Indeed, Nicolopulos remains predominantly, if not exclusively, concerned with the interplay between poetic and inter-imperialist rivalries, concealed and revealed as they are through a constellation of well-orchestrated epic devices. But the issue of literary representations of the colonized Other -- a crucially constitutive aspect of imperialism's cultural project, whether the Other is either misrepresented or is even rendered a blank -- gets short shrift in the book. I think Nicolopulos could easily pay some attention to Frantz Fanon's famous rewriting of the Hegelian "master/slave" dialectic (the self/other dialectic) so as to underline the imperial calculus that the ontological legitimation of empire is a function of the suppression yet profitable appropriation of the colonized Other. Also, the book's highly audible silence about the exemplary works of such comparatists as Edward Said and E. San Juan is symptomatic of the author's altogether different center of theoretical gravitation that indeed downplays, but does not entirely elide, the question of the Other in the so-called epic of the Indies. Although Nicolopulos justly alludes to the topos of Asia and Africa while mapping out the geography of empire in the two poems, his comparatist lens unfortunately moves in the direction of short-circuiting certain Afro-Asiatic and Arabic roots of Iberian epic discourses themselves, thus blinking the historically stubborn fact that empire cashes in on the use-value and exchange-value of the resources of its Other, both material and discursive.

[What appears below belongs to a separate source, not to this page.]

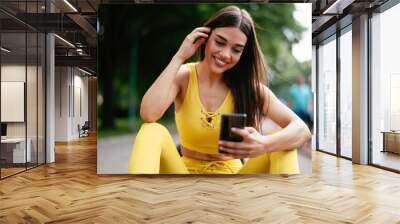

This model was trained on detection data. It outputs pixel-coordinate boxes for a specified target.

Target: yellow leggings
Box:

Yet for its acuity and rigor of reading, for its thorough accounting of the contours and coordinates of the epic traditions and conventions, for its sustained attention to the details and differentia specifica of the two texts compared, for its demystification of the discursive logic of imperialism, and for its contestation and reformulation of a theory of imitatio, The Poetics of Empire in the Indies can justly be reckoned as an impressive and consequential intervention in the areas of comparative literature, Renaissance studies, and colonial discourse analysis all at once.